Immunity by incompatibility – hope in chiral life

[Duda Jarek]

There are programs searching for minimal cell (e.g. https://www.nature.com/articles/s41586-023-06288-x ) but for full synthesis it is not needed.

Being able to synthesize mirror ribosome and DNA/RNA, they could get all required enzymes - then enclose it into a membrane ... and why wouldn't such minimal cell work? (to be further extended with more functions)

From fig 2.4 of the report:

This is bottom-up approach, but the report also discusses top-down: trying to stepwise convert natural cell into mirror one through various approaches, e.g. genetic code reprogramming like replacing tRNA with carrying mirror amino acids.

Section 2.3 of report:

"1. Production of mirror-image proteins in vivo by creating a crossover pathway made of natural-chirality components.
2. Production of mirror-image proteins in vivo by creating an entirely mirror-image central dogma.

3. Delivery or assembly of a full mirror-image DNA genome in vivo, and removal of the natural-chirality genome, to create a mirror bacterium."

 

Edited Tuesday at 06:57 AM by Duda Jarek

[CharonY]

9 hours ago, Duda Jarek said:

Being able to synthesize mirror ribosome and DNA/RNA, they could get all required enzymes - then enclose it into a membrane ... and why wouldn't such minimal cell work? (to be further extended with more functions)

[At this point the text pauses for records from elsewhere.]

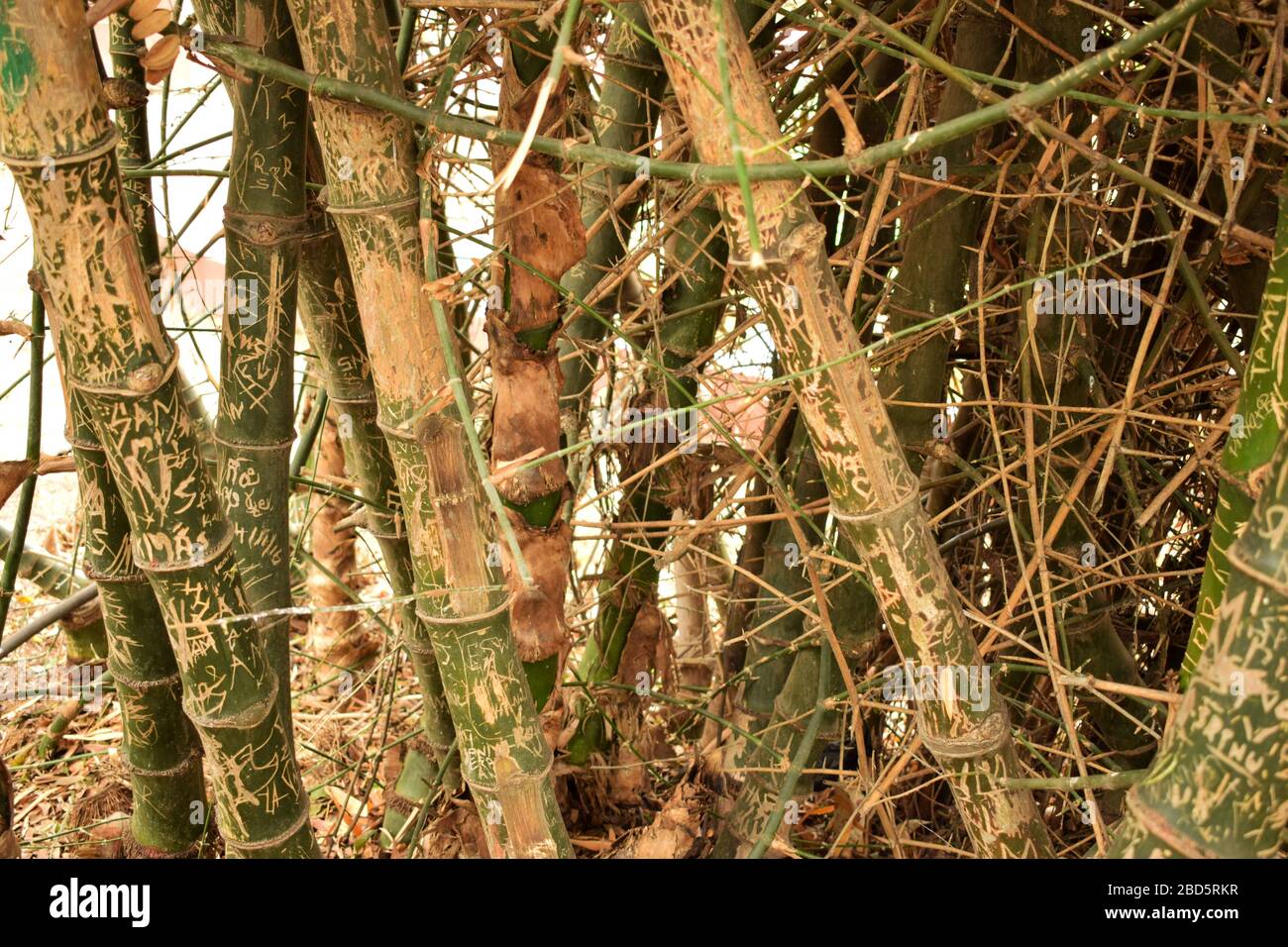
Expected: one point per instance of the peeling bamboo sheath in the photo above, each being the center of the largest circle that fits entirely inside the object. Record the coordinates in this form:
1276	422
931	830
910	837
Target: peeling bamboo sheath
373	193
117	357
540	232
330	315
874	492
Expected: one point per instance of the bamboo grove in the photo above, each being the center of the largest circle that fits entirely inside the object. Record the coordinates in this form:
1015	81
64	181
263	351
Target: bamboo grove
658	429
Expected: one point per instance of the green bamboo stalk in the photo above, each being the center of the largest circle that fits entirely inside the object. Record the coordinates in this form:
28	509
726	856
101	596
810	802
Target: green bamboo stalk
130	105
724	172
27	492
1047	344
1256	429
119	359
159	745
9	847
774	624
875	495
265	221
1216	788
931	278
374	196
128	98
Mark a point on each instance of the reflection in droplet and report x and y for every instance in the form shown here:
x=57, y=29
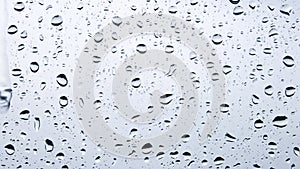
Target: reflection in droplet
x=136, y=82
x=290, y=91
x=141, y=48
x=56, y=20
x=19, y=6
x=34, y=67
x=217, y=39
x=288, y=61
x=12, y=29
x=62, y=80
x=9, y=149
x=280, y=121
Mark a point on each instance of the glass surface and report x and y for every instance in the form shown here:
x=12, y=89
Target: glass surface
x=149, y=84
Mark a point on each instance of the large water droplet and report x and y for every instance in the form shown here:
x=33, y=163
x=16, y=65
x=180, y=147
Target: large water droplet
x=56, y=20
x=62, y=80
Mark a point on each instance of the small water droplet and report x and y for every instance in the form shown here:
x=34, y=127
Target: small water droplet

It simply doesn't. What we know is that the a lot of more is needed. There is a list of things folks assume is needed, but so far putting them into a membrane has not yielded a viable cells. This is why I mentioned that we need to figure out what is needed minimally first, as obviously we are still missing critical elements.

Again, what you proposed is early thinking about cells and as it turns out again and again, it does not result in viable cell. That is why with enormous financial investment at that time, the only thing folks were able to come up with was to remove DNA and then put a reduced version back into the cell it came from. The graph is basically ignoring all the critical steps. It is a bit like:

Build rocket-> develop system for FTL-> explore different star systems.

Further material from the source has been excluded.